By the way, there are various short-term (1-3 days) cooking training courses in Bangkok, which are specially aimed at foreign tourists, and the fees vary. As an established hotel, Oriental Culture charges relatively high. Please refer to the latest edition of Lonely Planet or Bangkok Time for specific prices.
Let's start with the raw materials we need. 1. 12 fresh shrimp; 2. Volvariella volvacea10; 3.2 fresh citronella root; 4. Nanjiang (Alpinia officinarum) 1 small piece; 5. 1 green lemon; 6. 5 slices of fresh lemon leaves; 7.5 peppers; 8.5 onions, onions; 9. 5 teaspoons of fish sauce; 10. Coconut milk 1 small bowl; 1 1. Thai Chili sauce 1 spoon; 12. A little cooking oil; 13. Appropriate amount of water.
It would be better if there is coriander (note that it is not coriander). Add some before cooking, the soup will be more fragrant.
Get the ingredients ready and start cooking. The specific steps are as follows (ignoring the mess in my kitchen, the ingredients and kitchen utensils are absolutely hygienic. ):
1. Wash the spices for later use.
2, Chili sauce is best made in Thailand, and Korean Chili sauce must not be used. Thai Chili sauce is thick, sugary, sweet and spicy. In the local area, when you eat green mangoes, you will dip them. Coconut milk cannot be replaced by coconut milk. Although the raw materials are similar, coconut milk is made of pure coconut meat and is rich in coconut fat. Coconut juice is mixed with other ingredients. There is really no coconut milk, you can use coconut milk powder.

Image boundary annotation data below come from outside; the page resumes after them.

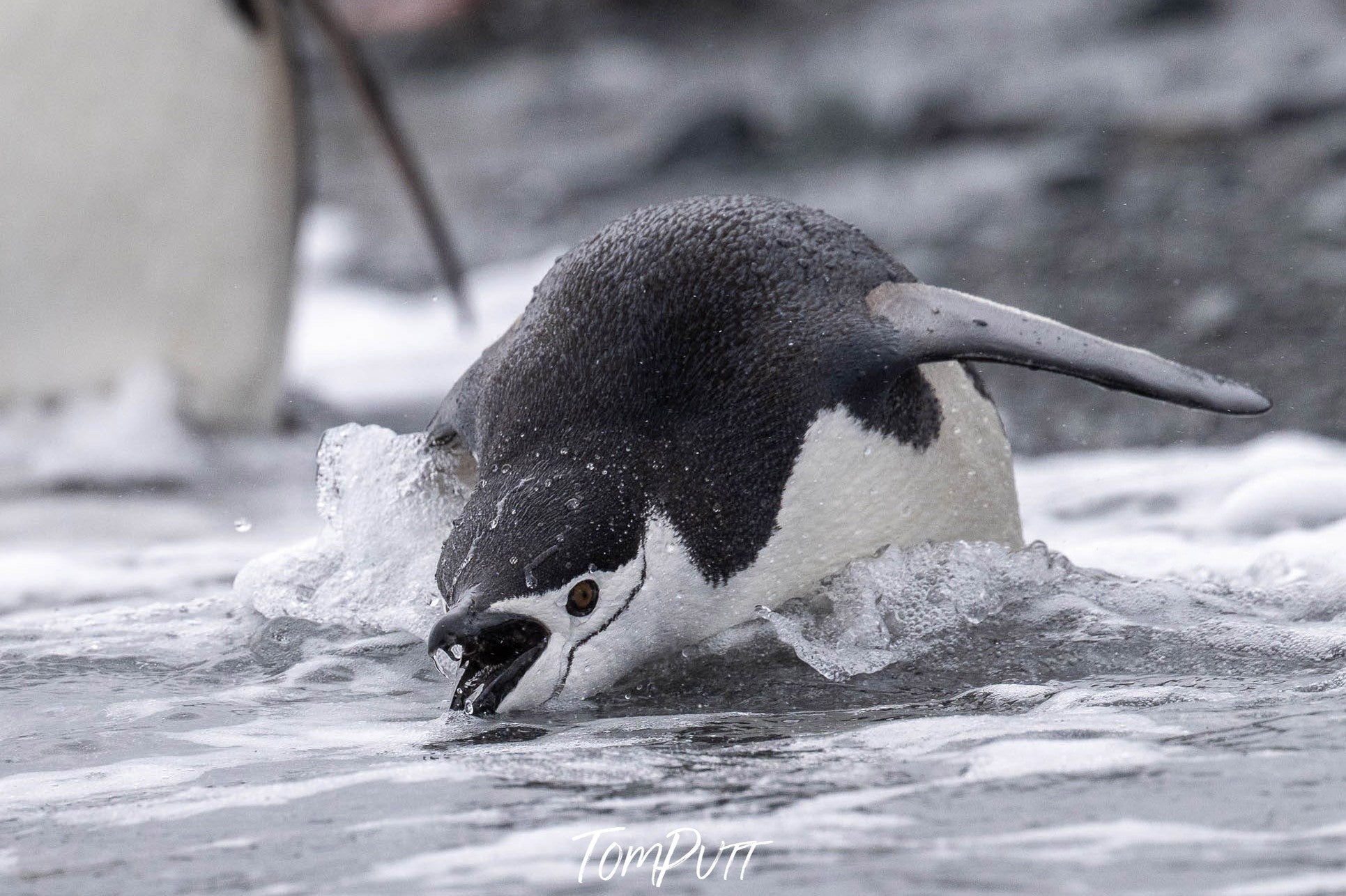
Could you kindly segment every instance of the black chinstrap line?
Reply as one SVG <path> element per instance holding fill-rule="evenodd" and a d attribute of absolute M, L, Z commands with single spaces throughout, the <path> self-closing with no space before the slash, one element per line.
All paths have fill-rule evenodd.
<path fill-rule="evenodd" d="M 650 569 L 649 553 L 646 552 L 645 544 L 642 542 L 641 544 L 641 580 L 638 583 L 635 583 L 635 588 L 633 588 L 631 593 L 626 596 L 626 601 L 622 603 L 622 605 L 618 608 L 618 611 L 615 613 L 612 613 L 611 616 L 608 616 L 607 620 L 602 626 L 599 626 L 598 628 L 595 628 L 590 634 L 584 635 L 584 638 L 579 639 L 577 642 L 575 642 L 571 646 L 571 651 L 565 657 L 565 671 L 561 673 L 561 681 L 556 682 L 556 687 L 552 690 L 552 696 L 548 697 L 546 700 L 544 700 L 540 704 L 541 706 L 545 706 L 548 702 L 556 700 L 560 696 L 561 689 L 565 687 L 565 682 L 571 677 L 571 669 L 575 666 L 575 651 L 577 651 L 580 647 L 583 647 L 584 644 L 587 644 L 590 640 L 592 640 L 598 635 L 600 635 L 604 631 L 607 631 L 607 627 L 611 626 L 612 623 L 615 623 L 616 619 L 622 613 L 626 612 L 626 608 L 630 607 L 635 601 L 635 596 L 638 593 L 641 593 L 642 588 L 645 588 L 645 576 L 646 576 L 646 573 L 649 573 L 649 569 Z"/>

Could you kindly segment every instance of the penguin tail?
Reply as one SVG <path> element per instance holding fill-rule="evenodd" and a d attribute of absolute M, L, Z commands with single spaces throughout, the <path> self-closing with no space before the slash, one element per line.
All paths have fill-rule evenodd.
<path fill-rule="evenodd" d="M 1245 383 L 956 289 L 886 283 L 865 303 L 896 328 L 899 351 L 913 363 L 991 361 L 1050 370 L 1224 414 L 1260 414 L 1272 406 Z"/>

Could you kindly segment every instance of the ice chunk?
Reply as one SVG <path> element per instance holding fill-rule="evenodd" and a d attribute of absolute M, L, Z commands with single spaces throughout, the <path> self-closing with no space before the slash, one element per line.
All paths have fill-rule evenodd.
<path fill-rule="evenodd" d="M 424 635 L 443 612 L 435 566 L 470 492 L 463 478 L 475 478 L 470 464 L 424 433 L 328 429 L 318 448 L 323 531 L 252 561 L 234 589 L 265 616 Z"/>

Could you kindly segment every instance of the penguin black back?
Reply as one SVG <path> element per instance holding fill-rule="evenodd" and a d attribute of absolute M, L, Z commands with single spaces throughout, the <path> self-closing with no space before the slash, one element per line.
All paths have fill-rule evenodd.
<path fill-rule="evenodd" d="M 462 435 L 483 478 L 560 448 L 571 465 L 621 464 L 639 484 L 608 511 L 661 513 L 723 581 L 770 538 L 821 409 L 844 402 L 918 448 L 937 437 L 933 391 L 915 367 L 886 370 L 892 339 L 864 305 L 913 281 L 859 229 L 791 203 L 643 209 L 556 262 L 431 429 Z"/>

3. Wash the shrimps and cut off the shrimps; The body is separated from the head, and the shrimp line is pulled apart (it is not necessary to cut the shrimp body, and after turning around, the shrimp line has been exposed, so fresh shrimp can be sucked).
4. Wash straw mushrooms and cut them in half for later use.
5. The stems and leaves of citronella are separated and cut into small pieces; Cut the southern ginger into small pieces (hard); Tear lemon leaves in half; Cut the onion into small pieces; Cut a small mouth on the pepper; Count the raw materials again and we'll start cooking.
6, the pot is hot, put a little cooking oil; Pour 50% oil into the stems of scallion and citronella and stir-fry.
7. After the citronella and onion are fragrant, pour in the shrimp head and stir-fry until the shrimp sauce flows out and thickens. Add water and bring to a boil.
8. After the water is boiled, add the citronella leaves, southern ginger, lemon leaves and pepper. Turn to medium heat and stew 15 minutes or more until the sour and spicy taste become rich.
9. Add straw mushrooms and stew.
10, straw mushroom stew 10 minutes or so, add pepper sauce, pay attention to stir evenly until it is completely dissolved in the soup. If you don't want to be too spicy, you can skip the Chili sauce. Then add the shrimp.
1 1. When the shrimp changes color, add coconut milk and fish sauce and stir well. Finally, squeeze in the juice of a green lemon, taste it properly, and then serve.
There are several points to pay attention to in the production process.
1, the color of Dongyin Gong Tang is mainly produced by shrimp soup, and Chili sauce also plays a certain role (but it is also ruddy), not to mention tomatoes. Therefore, the color of Dongyingong soup without the step of frying shrimp heads is not pure. The red color of shrimp soup is mainly caused by shrimp paste, so it will float on the soup surface before adding coconut milk and lemon juice. After adding coconut milk and lemon juice, the colors will blend after stewing.
2, the pepper is already spicy, if you don't want to be too spicy, you can not add Chili sauce.
3. Nanjiang cannot be replaced by ordinary China ginger; Coconut milk cannot be replaced by coconut milk; Thai green lemon can't be replaced by yellow lemon.
If you don't use Chili sauce, you need to add some sugar, because Thai Chili sauce is sweet and spicy.
Fish sauce is tender and tasty, and it is salty, so there is no need to add salt in the soup.
Sawadee Krab, Dongyingong soup is ready. Do you want a bowl?